Making a delicious vegetarian chili using a can of tomato sauce and baked beans is simple and satisfying. Here’s a straightforward recipe that incorporates these ingredients along with other vegetables and spices to create a hearty and flavorful chili.
Ingredients:
- 1 can (15 oz) tomato sauce
- 1 can (15 oz) baked beans (vegetarian variety)
- 1 can (15 oz) diced tomatoes (optional)
- 1 can (15 oz) kidney beans or black beans, drained and rinsed
- 1 medium onion, diced
- 2 cloves garlic, minced
- 1 bell pepper, diced
- 1 medium carrot, diced
- 1 zucchini, diced
- 1 cup corn kernels (fresh, frozen, or canned and drained)
- 2 tablespoons olive oil
- 2 tablespoons chili powder
- 1 teaspoon ground cumin
- 1 teaspoon smoked paprika (optional)
- 1/2 teaspoon dried oregano
- 1/2 teaspoon salt (or to taste)
- 1/4 teaspoon black pepper
- 1/4 teaspoon cayenne pepper (optional, for heat)

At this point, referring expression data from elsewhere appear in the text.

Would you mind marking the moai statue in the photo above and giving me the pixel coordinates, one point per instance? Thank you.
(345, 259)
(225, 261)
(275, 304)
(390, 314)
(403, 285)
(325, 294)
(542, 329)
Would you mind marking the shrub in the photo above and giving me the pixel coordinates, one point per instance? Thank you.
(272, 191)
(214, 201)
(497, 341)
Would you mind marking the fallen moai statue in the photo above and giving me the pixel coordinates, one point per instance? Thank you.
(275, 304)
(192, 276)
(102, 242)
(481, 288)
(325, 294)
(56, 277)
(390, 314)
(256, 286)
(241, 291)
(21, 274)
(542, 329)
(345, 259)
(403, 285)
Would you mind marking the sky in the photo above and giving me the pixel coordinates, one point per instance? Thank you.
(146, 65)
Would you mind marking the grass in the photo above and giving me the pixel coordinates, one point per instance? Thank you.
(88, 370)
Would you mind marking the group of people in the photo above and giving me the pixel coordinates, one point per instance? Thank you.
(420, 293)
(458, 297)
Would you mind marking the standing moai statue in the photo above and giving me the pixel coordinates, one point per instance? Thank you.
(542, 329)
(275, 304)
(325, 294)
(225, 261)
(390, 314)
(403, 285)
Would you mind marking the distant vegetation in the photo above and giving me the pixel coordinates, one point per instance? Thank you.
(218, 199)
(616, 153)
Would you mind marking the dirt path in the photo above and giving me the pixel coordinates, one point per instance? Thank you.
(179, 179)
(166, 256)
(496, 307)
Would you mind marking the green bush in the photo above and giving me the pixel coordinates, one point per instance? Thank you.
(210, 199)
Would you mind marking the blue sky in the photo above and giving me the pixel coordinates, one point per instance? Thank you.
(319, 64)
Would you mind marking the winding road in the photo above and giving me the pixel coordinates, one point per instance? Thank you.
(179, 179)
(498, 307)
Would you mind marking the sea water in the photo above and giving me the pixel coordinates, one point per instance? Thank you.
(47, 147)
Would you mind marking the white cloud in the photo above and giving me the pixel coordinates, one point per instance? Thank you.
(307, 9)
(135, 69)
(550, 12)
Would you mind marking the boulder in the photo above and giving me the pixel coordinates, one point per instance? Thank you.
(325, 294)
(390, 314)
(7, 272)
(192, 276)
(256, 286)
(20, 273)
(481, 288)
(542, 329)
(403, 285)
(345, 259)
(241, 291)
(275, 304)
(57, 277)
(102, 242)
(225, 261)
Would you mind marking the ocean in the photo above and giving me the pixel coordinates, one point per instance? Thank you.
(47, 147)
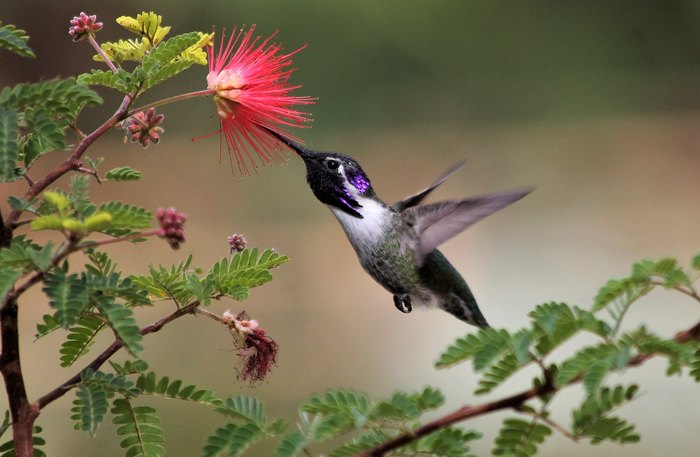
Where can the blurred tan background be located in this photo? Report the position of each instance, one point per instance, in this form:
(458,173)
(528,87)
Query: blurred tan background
(595,103)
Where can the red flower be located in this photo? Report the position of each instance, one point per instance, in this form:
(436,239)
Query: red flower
(250,76)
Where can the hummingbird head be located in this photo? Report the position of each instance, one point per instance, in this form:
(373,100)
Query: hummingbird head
(335,179)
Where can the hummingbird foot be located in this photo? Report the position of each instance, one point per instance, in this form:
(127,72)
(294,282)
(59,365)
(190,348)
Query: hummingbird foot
(403,303)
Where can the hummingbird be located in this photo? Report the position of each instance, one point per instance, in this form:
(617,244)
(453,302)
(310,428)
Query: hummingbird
(397,244)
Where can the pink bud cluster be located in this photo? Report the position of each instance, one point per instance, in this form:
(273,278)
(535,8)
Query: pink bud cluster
(171,226)
(237,243)
(143,127)
(82,26)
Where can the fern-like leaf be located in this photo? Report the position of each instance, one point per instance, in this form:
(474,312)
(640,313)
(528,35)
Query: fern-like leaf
(63,98)
(448,441)
(9,150)
(125,218)
(89,407)
(360,444)
(245,270)
(7,449)
(140,428)
(290,445)
(244,407)
(44,134)
(231,440)
(519,438)
(123,174)
(67,295)
(168,50)
(122,321)
(163,283)
(79,339)
(164,387)
(121,81)
(15,40)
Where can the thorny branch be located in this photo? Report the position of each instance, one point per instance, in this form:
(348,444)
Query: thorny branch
(512,402)
(98,361)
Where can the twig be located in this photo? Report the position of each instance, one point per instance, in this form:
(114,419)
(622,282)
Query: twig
(72,162)
(511,402)
(69,384)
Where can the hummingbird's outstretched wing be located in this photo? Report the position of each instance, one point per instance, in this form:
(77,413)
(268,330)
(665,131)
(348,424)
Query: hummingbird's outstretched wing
(438,222)
(413,200)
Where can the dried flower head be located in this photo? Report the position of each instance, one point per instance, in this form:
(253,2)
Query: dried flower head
(257,351)
(250,78)
(237,243)
(83,25)
(143,127)
(171,224)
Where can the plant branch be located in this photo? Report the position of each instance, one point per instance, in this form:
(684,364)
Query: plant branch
(72,162)
(98,48)
(511,402)
(98,361)
(14,294)
(173,99)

- 1 cup vegetable broth or water
- Fresh cilantro, chopped (for garnish)
- Shredded cheese, sour cream, avocado, and lime wedges (optional, for serving)
Instructions:
- Prepare the Vegetables:
- Dice the onion, bell pepper, carrot, and zucchini. Mince the garlic.
- Sauté the Vegetables:
- Heat the olive oil in a large pot over medium heat.
- Add the diced onion, bell pepper, and carrot. Sauté for about 5 minutes until the vegetables are softened.
- Add the minced garlic and cook for another 1-2 minutes until fragrant.
- Add Spices:
- Stir in the chili powder, ground cumin, smoked paprika, dried oregano, salt, black pepper, and cayenne pepper (if using). Cook for 1-2 minutes to toast the spices.
- Add the Tomato Sauce and Beans:
- Pour in the can of tomato sauce and the can of baked beans (including the sauce).
- Add the diced tomatoes (if using), and the drained and rinsed kidney beans or black beans.
- Add the Remaining Vegetables and Broth:
- Stir in the diced zucchini and corn kernels.
- Pour in the vegetable broth or water to reach your desired consistency.
- Simmer the Chili:
- Bring the mixture to a boil, then reduce the heat to low and let it simmer for about 30 minutes, stirring occasionally. This allows the flavors to meld together.
- Adjust Seasoning:
- Taste the chili and adjust the seasoning as needed. You can add more salt, pepper, or spices to suit your taste.
- Serve:
- Ladle the chili into bowls and garnish with chopped fresh cilantro.
- Offer optional toppings like shredded cheese, sour cream, avocado slices, and lime wedges.
Tips:
- Customizing: Feel free to add or substitute other vegetables like mushrooms, sweet potatoes, or spinach.
- Spice Level: Adjust the chili powder and cayenne pepper according to your preferred level of spiciness.
- Thickening: If you prefer a thicker chili, let it simmer longer uncovered to reduce the liquid, or mash some of the beans to thicken the consistency.
Enjoy your hearty and delicious vegetarian chili made with the convenience of canned tomato sauce and baked beans!